Au fond que doit-on penser aujourd’hui de l’événement du 31 mai, et qu’en pensent tous les hommes honnêtes et raisonnables ? il a produit du bien, il a produit du mal ; il serait absurde d’y tout confondre.

L’Assemblée était divisée ; les partis étaient exaspérés ; les haînes étaient irréconciliables. Les généraux, les armées même flottaient entre les hommes qui se partageaient l’attention publique ; la défense de l’état en était et moins énergique et moins assurée. L’insurrection a abattu l’un des deux partis ; elle a rétabli l’unité de la Convention ; les troupes, les généraux n’ont plus eu qu’un même esprit ; et l’armée a volé sans distraction à la victoire : voilà le bien.

Mais c’est la force et la violence qui ont rétabli l’unité dans la Convention ; mais dans le parti victorieux il y avait un grand nombre de scélérats, et dans le parti vaincu un grand nombre d’honnêtes hommes éclairés ; mais la tyrannie la plus sanguinaire a été le prix de la victoire ; mais la contre-révolution s’est faite au-dedans, tandis que douze cents mille guerriers défendaient la révolution au-dehors ; mais la propriété a été par-tout violée ; par-tout le sang a coulé ; des déserts ont été fondés là où il y avait des habitans, des cendres ont couvert des contrées où il croissait du bled ; mais les habitudes du peuple et sa morale ont été corrompues.... Voilà le mal qui nous est venu du 31 mai.

Si quelqu’un contestait ces vérités, je demanderais ce que c’est donc que la révolution du 9 thermidor, ce qu’elle a fait, ce qu’elle a défait, ce qu’il est permis d’en louer et d’en bénir ? Qu’a-t-elle détruit, si ce n’est la tyrannie, et d’où venait cette tyrannie, sinon de la révolution du 31 mai ? Qu’a-t-elle produit, si ce n’est le rétablissement de la révolution du 10 août, dont il ne nous restait plus rien ? Traiter de contre-révolutionnaire le langage que nous tenons au sujet du 31 mai, ce serait donc parler en contre-révolutionnaire du 10 août et du 9 thermidor. Si du 31 mai il n’a pas résulté une véritable contre-révolution, c’est le 9 thermidor qui en est une ; si Robespierre n’a pas été un tyran, c’est la Convention nationale qui exercerait aujourd’hui la tyrannie ! Rien ne peut obscurcir cette vérité si sensible : que les principaux effets du 31 mai et ceux du 9 thermidor sont le contraire les uns des autres.
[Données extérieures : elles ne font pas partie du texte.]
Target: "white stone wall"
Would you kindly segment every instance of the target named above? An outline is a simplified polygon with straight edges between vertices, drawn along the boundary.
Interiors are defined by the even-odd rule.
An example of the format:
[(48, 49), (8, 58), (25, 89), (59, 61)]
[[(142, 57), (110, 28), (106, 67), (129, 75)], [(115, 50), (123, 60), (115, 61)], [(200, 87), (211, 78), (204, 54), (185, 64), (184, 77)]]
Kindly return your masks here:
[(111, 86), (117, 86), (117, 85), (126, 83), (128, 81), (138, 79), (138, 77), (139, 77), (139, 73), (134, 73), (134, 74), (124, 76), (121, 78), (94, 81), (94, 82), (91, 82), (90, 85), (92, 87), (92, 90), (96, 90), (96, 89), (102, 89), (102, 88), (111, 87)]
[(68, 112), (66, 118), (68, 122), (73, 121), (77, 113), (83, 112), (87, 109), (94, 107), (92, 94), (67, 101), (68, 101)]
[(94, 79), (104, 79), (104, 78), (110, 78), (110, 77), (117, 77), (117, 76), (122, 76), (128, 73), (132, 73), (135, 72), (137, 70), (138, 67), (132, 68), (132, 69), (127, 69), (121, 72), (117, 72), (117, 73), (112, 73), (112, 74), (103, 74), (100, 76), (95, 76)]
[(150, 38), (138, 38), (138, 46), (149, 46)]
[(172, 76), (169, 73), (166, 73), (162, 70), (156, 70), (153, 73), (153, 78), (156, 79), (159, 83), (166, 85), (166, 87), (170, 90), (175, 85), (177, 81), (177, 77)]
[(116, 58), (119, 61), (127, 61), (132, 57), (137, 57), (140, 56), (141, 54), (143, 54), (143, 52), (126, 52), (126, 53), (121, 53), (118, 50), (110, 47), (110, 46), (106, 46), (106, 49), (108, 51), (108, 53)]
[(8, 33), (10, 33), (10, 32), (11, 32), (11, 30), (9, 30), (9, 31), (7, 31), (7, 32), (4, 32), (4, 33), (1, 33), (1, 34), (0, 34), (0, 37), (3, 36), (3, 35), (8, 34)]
On ne peut donc exiger pour les premiers un respcet absolu et sans restriction, sans se déclarer contre les seconds.

Cela posé, revenons sur l’acte du 6 juin. Si dans les événemens du 31 mai, les détenus, tourmentés du pressentiment des maux qui devaient en être la suite, ont mal connu la nécessité de l’insurrection ; s’ils ont cédé à la crainte de ses funestes conséquences, sans goûter l’espérance de ses avantages ; s’ils se sont faiblement occupés du besoin de l’unité dans la Convention, quand ils ont considéré à quel prix il fallait l’acheter ; ou s’ils n’ont pas voulu qu’elle s’établit par le triomphe de tant de scélérats et par le sacrifice de tant de gens de bien, leur méprise n’était-elle pas bien pardonnable ? était-ce un si grand écart de logique ? était-ce sur-tout une absence de patriotisme ?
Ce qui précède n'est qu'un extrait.